Je prends mon mouchoir et j’essuie, du mieux que je peux, l’instrument qui me permettra d’entrer dans sa chambre. Enfin, je sens le mécanisme de la serrure céder et bientôt je pénètre dans une pièce sombre. Les volets sont fermés. Une forte odeur de désodorisant vient un instant m’emplir les narines. Je m’adosse contre la porte, tentant de calmer les battements affolés de mon cœur.
Alors, je m’aperçois que ce que je suis venu chercher est devant moi : une lourde armoire de chêne me fait face. Nous sommes seuls. Mon cœur me déchire la poitrine. Je vais enfin découvrir ce que cache le petit vieux !
Depuis qu’il vient chez moi le soir, avec sa canne à pommeau d’argent, j’ai appris à le connaître, à ne plus m’étonner. Je sais qu’il a été un grand aventurier et j’ai d’abord pris plaisir à écouter ses histoires pleines de bateaux, de crapules, de lâches et de héros courageux. Mais un soir, parce qu’il aimait trop la dive bouteille, il m’a parlé de son armoire. Profitant de son ivresse, j’ai essayé de lui en faire dire davantage et j’ai ainsi découvert qu’elle renfermait une grande partie d’un butin accumulé en quarante ans d’affaires plus ou moins louches.
Après avoir essuyé un refus catégorique lorsque, le lendemain, je lui ai demandé de me montrer son trésor, je me suis promis de visiter sa chambre en son absence. En toute amitié, bien sûr. Et aujourd’hui, le moment tant espéré est arrivé. Les richesses du petit vieux n’attendent plus que moi.
Tremblant d’excitation, j’ouvre les deux lourds battants de l’armoire… et je suis stupéfait. Car ce n’est pas un coffre que je découvre mais un puits noir. Profond.

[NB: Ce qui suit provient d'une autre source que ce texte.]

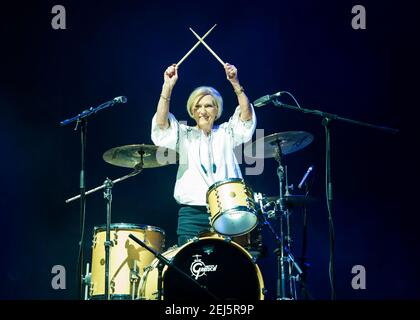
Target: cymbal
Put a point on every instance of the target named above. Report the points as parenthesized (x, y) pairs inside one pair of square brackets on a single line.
[(293, 199), (138, 156), (289, 141)]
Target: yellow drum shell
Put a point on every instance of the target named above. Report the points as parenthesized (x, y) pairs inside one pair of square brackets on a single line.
[(127, 259)]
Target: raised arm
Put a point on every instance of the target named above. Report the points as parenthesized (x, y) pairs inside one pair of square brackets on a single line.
[(232, 76), (170, 77)]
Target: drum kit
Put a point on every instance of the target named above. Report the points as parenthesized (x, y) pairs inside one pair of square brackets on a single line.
[(130, 261)]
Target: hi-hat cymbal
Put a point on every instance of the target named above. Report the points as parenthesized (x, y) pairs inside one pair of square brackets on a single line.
[(289, 141), (138, 156)]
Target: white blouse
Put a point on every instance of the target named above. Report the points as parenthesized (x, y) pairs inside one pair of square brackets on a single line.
[(203, 160)]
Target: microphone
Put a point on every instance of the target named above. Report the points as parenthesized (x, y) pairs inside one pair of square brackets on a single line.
[(266, 99), (120, 99), (305, 177)]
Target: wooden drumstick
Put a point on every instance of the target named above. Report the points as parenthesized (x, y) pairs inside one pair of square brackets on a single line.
[(205, 44), (195, 46)]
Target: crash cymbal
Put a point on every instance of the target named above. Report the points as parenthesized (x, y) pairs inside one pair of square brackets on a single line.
[(292, 199), (289, 141), (140, 156)]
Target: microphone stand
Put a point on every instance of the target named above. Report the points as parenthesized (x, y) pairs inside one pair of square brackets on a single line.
[(164, 261), (81, 120), (108, 184), (283, 254), (326, 120)]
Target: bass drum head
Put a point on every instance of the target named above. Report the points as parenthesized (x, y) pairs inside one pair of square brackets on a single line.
[(223, 267)]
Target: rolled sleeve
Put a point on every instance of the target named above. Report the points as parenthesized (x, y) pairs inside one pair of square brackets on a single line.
[(168, 137), (241, 131)]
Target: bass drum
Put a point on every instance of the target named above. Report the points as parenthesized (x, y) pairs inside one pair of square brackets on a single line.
[(223, 267)]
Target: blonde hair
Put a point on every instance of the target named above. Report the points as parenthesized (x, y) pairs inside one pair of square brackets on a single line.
[(200, 92)]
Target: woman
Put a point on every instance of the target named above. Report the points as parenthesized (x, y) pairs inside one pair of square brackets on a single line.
[(206, 151)]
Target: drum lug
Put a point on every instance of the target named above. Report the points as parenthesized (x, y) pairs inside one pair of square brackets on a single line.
[(264, 291), (87, 279), (227, 239)]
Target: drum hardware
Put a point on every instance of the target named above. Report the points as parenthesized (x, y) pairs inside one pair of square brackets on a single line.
[(231, 207), (276, 146), (81, 122), (224, 268), (163, 261), (136, 157), (87, 279), (327, 118), (127, 260)]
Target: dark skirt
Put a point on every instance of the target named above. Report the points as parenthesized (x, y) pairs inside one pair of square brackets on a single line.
[(192, 220)]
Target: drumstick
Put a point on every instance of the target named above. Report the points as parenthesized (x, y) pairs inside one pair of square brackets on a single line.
[(195, 46), (205, 44)]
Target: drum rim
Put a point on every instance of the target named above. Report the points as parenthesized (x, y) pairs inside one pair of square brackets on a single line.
[(221, 182), (128, 226)]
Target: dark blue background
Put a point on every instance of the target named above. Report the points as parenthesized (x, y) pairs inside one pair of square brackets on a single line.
[(306, 47)]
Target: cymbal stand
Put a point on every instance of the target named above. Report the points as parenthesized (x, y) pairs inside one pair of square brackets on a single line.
[(107, 186), (284, 240), (287, 256)]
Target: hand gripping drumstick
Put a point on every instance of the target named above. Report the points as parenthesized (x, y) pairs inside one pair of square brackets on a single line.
[(195, 46), (205, 44)]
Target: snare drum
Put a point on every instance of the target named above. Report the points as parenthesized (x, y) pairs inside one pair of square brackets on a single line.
[(127, 259), (231, 206), (223, 267)]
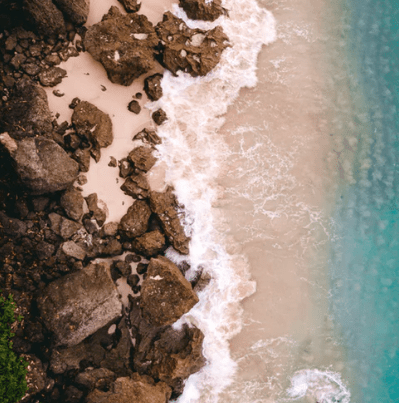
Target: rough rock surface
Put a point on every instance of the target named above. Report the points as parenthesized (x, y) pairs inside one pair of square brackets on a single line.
[(165, 294), (27, 113), (202, 9), (150, 244), (77, 305), (152, 87), (164, 205), (142, 158), (41, 164), (193, 51), (76, 11), (45, 17), (92, 123), (135, 222), (140, 389), (123, 44)]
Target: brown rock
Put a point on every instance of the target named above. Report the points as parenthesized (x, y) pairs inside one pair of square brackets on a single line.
[(140, 389), (165, 206), (202, 9), (142, 158), (165, 294), (193, 51), (150, 244), (135, 222), (123, 44)]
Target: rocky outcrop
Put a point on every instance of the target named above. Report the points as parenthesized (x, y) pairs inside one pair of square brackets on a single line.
[(165, 206), (76, 11), (152, 87), (41, 164), (202, 9), (165, 294), (135, 222), (193, 51), (123, 44), (78, 304), (45, 17), (27, 113), (141, 389), (93, 124)]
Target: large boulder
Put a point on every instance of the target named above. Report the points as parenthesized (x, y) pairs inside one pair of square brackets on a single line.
[(140, 389), (77, 305), (93, 124), (45, 17), (203, 9), (27, 112), (165, 206), (135, 222), (193, 51), (41, 164), (76, 11), (165, 294), (123, 44)]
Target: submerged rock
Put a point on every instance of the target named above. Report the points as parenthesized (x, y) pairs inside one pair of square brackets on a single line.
[(123, 44), (203, 9), (78, 304), (41, 164), (193, 51), (165, 294), (140, 389), (165, 206)]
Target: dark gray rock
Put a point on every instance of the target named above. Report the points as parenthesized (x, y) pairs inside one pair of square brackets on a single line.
[(41, 164), (193, 51), (123, 44), (165, 294), (135, 222), (78, 304)]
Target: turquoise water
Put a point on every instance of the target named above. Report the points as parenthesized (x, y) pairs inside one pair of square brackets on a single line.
[(365, 259)]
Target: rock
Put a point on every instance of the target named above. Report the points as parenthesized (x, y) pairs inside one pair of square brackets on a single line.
[(41, 164), (148, 136), (142, 158), (27, 113), (98, 378), (131, 6), (36, 378), (152, 87), (164, 205), (159, 116), (150, 244), (52, 76), (202, 9), (136, 186), (123, 44), (135, 222), (193, 51), (92, 123), (45, 17), (76, 11), (140, 389), (165, 294), (134, 107), (72, 202), (71, 249), (78, 304)]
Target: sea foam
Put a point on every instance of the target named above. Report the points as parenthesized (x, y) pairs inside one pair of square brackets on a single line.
[(194, 154)]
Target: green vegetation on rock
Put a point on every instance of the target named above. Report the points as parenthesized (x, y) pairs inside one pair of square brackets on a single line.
[(12, 368)]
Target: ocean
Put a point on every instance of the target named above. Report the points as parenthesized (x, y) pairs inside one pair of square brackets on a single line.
[(284, 158)]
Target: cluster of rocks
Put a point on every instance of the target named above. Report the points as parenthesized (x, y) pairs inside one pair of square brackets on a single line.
[(60, 258)]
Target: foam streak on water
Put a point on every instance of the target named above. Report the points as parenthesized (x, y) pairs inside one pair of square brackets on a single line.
[(193, 154)]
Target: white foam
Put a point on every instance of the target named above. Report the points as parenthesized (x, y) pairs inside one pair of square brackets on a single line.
[(194, 154)]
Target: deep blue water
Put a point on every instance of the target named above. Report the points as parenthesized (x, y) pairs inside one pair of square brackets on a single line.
[(365, 260)]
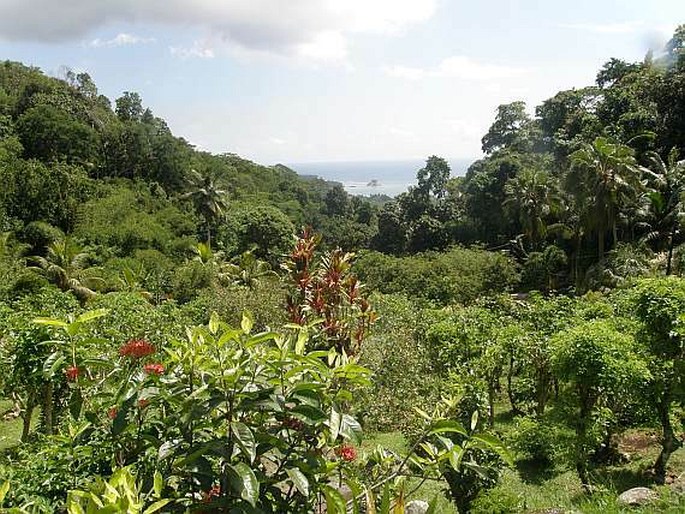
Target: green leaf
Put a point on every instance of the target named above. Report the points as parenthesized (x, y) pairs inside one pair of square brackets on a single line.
[(158, 505), (52, 364), (245, 439), (4, 489), (91, 315), (491, 442), (385, 500), (51, 322), (432, 507), (334, 422), (335, 503), (350, 429), (301, 343), (247, 322), (455, 456), (299, 480), (448, 426), (244, 481), (474, 420), (370, 502), (214, 323)]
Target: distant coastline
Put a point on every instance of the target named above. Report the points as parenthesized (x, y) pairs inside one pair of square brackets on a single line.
[(373, 177)]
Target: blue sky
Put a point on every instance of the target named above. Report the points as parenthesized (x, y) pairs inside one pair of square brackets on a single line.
[(324, 80)]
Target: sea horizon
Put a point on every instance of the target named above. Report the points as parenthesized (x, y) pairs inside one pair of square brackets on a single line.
[(368, 177)]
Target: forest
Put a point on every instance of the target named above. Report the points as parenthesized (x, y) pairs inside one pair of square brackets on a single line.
[(182, 331)]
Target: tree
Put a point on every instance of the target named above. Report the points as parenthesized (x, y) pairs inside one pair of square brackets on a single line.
[(209, 200), (598, 364), (609, 176), (659, 304), (666, 200), (433, 177), (532, 196), (67, 266), (508, 130)]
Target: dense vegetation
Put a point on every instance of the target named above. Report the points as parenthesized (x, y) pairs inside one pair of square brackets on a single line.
[(168, 344)]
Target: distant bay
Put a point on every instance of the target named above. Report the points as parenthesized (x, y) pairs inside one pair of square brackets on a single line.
[(374, 177)]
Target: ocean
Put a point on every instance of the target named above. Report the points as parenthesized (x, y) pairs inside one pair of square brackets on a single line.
[(374, 177)]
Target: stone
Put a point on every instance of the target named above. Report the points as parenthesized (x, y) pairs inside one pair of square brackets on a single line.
[(678, 484), (416, 507), (637, 496)]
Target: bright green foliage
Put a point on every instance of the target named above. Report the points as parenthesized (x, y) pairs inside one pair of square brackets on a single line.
[(118, 494), (458, 276), (599, 365), (659, 305), (263, 230)]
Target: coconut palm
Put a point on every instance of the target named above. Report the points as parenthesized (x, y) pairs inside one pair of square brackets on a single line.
[(533, 196), (665, 201), (247, 270), (209, 201), (608, 175), (68, 267)]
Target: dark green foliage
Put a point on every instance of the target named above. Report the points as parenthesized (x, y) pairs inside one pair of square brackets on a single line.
[(458, 276), (262, 229)]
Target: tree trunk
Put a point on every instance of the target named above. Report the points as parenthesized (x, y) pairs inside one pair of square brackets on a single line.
[(48, 409), (491, 404), (510, 391), (671, 240), (669, 442)]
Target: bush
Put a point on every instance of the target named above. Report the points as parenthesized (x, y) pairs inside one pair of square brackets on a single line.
[(459, 275), (498, 501), (404, 375), (535, 440)]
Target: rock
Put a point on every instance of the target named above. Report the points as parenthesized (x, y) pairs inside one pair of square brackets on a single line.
[(416, 507), (678, 484), (637, 496)]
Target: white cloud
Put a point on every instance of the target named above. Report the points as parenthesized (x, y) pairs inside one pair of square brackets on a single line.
[(122, 39), (626, 27), (457, 66), (314, 29), (201, 49)]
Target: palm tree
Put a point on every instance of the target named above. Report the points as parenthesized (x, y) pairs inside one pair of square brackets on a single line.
[(608, 175), (247, 270), (532, 194), (209, 201), (665, 206), (67, 266)]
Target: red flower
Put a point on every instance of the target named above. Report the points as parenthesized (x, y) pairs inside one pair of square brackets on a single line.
[(347, 452), (72, 373), (136, 349), (153, 369)]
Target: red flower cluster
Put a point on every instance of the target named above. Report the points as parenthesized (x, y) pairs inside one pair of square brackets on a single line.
[(136, 349), (153, 369), (347, 452), (72, 373)]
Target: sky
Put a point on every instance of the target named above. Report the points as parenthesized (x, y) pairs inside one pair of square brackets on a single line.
[(333, 80)]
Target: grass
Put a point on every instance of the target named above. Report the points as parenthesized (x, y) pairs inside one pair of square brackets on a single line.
[(535, 489), (396, 442)]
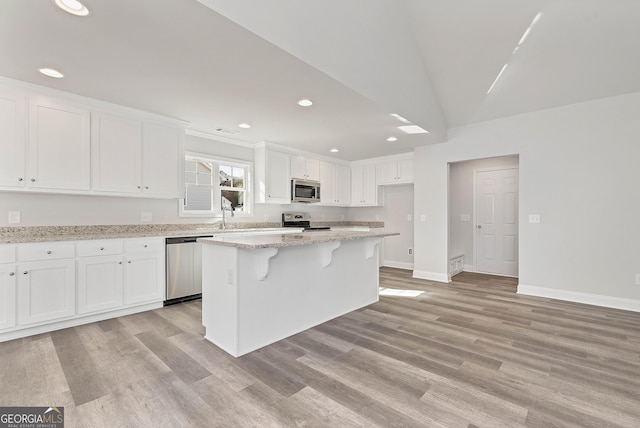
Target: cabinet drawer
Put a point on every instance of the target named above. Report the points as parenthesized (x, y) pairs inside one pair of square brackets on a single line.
[(99, 248), (143, 245), (45, 251), (7, 253)]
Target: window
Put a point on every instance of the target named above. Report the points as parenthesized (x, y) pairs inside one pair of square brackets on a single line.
[(211, 184)]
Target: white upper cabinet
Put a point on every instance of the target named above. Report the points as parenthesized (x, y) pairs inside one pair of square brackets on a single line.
[(12, 137), (162, 160), (364, 189), (59, 145), (116, 153), (335, 182), (395, 172), (305, 168), (273, 176)]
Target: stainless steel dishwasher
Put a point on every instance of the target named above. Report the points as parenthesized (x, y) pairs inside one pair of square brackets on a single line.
[(184, 269)]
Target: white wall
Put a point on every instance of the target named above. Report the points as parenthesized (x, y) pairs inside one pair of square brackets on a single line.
[(578, 170), (398, 204), (461, 176)]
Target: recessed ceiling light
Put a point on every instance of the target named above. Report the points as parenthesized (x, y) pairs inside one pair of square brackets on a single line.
[(73, 7), (413, 129), (51, 72), (400, 118)]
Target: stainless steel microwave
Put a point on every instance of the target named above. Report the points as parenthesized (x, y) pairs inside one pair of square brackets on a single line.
[(305, 190)]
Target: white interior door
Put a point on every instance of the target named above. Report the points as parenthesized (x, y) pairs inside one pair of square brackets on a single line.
[(497, 221)]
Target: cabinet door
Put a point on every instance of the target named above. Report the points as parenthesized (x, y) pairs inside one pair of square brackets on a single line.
[(162, 160), (405, 170), (328, 184), (116, 154), (387, 172), (7, 296), (278, 179), (59, 146), (369, 185), (12, 138), (46, 291), (343, 185), (100, 283), (143, 278)]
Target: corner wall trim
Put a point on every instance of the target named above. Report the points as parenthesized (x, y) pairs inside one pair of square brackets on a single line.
[(578, 297), (431, 276)]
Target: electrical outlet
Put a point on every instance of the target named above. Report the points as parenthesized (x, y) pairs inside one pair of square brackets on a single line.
[(14, 217)]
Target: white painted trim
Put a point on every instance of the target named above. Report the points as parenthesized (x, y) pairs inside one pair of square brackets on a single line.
[(578, 297), (215, 137), (475, 213), (19, 332), (431, 276), (398, 265)]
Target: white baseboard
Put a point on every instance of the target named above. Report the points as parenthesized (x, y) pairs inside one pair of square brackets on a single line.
[(578, 297), (399, 265), (431, 276)]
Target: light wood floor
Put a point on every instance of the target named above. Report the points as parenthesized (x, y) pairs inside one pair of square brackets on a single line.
[(467, 354)]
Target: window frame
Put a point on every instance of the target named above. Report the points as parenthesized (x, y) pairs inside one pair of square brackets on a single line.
[(216, 161)]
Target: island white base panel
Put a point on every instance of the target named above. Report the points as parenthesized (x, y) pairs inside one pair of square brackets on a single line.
[(242, 313)]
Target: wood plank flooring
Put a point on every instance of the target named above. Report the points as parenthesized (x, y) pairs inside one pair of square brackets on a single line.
[(471, 353)]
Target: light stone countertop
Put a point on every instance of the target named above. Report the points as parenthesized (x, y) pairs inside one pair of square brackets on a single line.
[(17, 235), (278, 240)]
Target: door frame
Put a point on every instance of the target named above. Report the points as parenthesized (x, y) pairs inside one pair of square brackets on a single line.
[(475, 219)]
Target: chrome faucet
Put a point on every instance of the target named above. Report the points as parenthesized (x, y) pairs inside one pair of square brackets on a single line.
[(226, 208)]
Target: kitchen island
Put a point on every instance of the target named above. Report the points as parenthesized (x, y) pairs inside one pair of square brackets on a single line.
[(259, 289)]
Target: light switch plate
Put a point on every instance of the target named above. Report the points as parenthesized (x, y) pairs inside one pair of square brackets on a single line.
[(14, 217)]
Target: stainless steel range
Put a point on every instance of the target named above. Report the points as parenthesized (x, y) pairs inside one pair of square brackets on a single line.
[(300, 219)]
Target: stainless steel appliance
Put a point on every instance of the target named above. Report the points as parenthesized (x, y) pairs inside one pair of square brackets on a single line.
[(184, 269), (305, 190), (300, 219)]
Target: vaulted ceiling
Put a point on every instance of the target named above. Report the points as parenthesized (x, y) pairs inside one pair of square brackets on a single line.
[(217, 63)]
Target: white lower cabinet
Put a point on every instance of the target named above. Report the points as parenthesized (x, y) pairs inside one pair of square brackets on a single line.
[(100, 283), (143, 278), (7, 296), (46, 291), (50, 285)]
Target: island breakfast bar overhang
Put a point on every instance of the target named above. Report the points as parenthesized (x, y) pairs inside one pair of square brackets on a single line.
[(259, 289)]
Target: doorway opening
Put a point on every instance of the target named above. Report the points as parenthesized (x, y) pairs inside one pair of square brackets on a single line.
[(483, 216)]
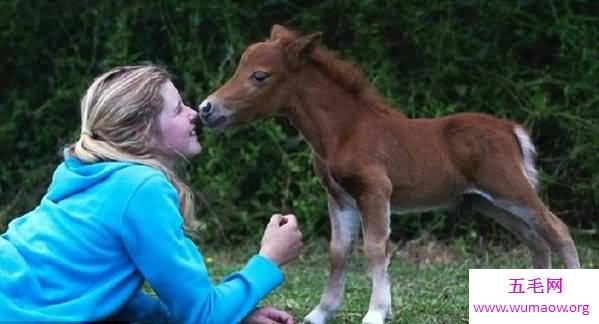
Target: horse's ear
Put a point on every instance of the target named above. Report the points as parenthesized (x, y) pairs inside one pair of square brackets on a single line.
[(300, 48), (279, 32)]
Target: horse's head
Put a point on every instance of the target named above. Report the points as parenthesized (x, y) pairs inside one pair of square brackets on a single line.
[(262, 84)]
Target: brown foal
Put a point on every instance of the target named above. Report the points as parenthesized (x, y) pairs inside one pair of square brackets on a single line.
[(372, 159)]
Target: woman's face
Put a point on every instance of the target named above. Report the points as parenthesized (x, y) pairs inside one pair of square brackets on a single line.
[(176, 135)]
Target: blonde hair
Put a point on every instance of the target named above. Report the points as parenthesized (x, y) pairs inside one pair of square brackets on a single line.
[(118, 117)]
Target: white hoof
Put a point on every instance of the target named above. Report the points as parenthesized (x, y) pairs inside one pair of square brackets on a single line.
[(318, 316), (374, 317)]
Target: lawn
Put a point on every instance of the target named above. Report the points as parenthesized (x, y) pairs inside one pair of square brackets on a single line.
[(429, 278)]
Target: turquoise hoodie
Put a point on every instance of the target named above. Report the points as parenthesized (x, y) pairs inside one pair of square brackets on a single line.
[(103, 229)]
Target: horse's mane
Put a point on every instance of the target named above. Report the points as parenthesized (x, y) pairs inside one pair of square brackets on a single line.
[(348, 75)]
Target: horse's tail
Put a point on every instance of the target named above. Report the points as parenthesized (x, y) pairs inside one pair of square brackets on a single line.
[(529, 152)]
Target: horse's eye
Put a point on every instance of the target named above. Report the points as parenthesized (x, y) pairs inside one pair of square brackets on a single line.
[(260, 76)]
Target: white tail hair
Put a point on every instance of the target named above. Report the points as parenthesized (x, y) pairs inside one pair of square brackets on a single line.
[(528, 156)]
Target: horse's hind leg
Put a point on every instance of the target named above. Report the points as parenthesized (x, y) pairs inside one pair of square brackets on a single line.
[(345, 225), (511, 191), (517, 225)]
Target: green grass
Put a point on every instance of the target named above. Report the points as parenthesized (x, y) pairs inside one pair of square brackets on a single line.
[(429, 281)]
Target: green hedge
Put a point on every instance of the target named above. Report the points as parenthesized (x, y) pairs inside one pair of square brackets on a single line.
[(536, 62)]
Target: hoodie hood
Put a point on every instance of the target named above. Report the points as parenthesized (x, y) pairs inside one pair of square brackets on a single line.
[(76, 176)]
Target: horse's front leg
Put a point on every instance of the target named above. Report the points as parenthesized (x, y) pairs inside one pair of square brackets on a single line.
[(345, 223), (375, 207)]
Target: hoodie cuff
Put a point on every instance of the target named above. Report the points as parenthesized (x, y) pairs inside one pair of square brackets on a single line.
[(269, 275)]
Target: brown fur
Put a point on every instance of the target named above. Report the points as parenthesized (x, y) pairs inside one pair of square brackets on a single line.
[(369, 155)]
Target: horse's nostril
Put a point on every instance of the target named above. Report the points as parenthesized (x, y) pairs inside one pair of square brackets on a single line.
[(206, 108)]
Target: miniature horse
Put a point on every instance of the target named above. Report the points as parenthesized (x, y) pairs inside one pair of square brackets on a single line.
[(371, 158)]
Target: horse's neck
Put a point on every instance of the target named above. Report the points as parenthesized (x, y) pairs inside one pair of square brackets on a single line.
[(323, 112)]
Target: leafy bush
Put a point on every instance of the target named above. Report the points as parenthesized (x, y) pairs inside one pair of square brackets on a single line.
[(533, 62)]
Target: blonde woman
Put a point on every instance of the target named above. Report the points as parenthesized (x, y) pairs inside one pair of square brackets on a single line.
[(115, 216)]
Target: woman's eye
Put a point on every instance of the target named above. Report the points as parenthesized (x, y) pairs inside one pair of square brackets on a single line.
[(260, 76)]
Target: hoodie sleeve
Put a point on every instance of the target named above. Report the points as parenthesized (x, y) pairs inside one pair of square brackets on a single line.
[(142, 308), (152, 232)]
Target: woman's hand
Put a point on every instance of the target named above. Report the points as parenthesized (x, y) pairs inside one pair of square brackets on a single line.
[(282, 239), (268, 315)]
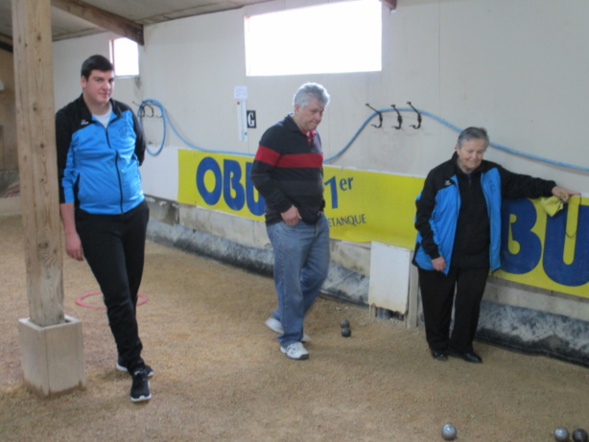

Un gouffre sombre d’où résonne un bruit surnaturel, une sorte de bouillonnement intense, énorme, portant la marque de la vie.
Une odeur nauséabonde agresse mes narines, évoquant la présence d’un épouvantable charnier.
Pris de panique, je me retourne. Et je comprends que le petit vieux est là, dans la pièce ! J’ai juste le temps d’apercevoir son sourire narquois avant de recevoir en pleine figure le pommeau d’argent de sa canne… et de basculer dans le trou.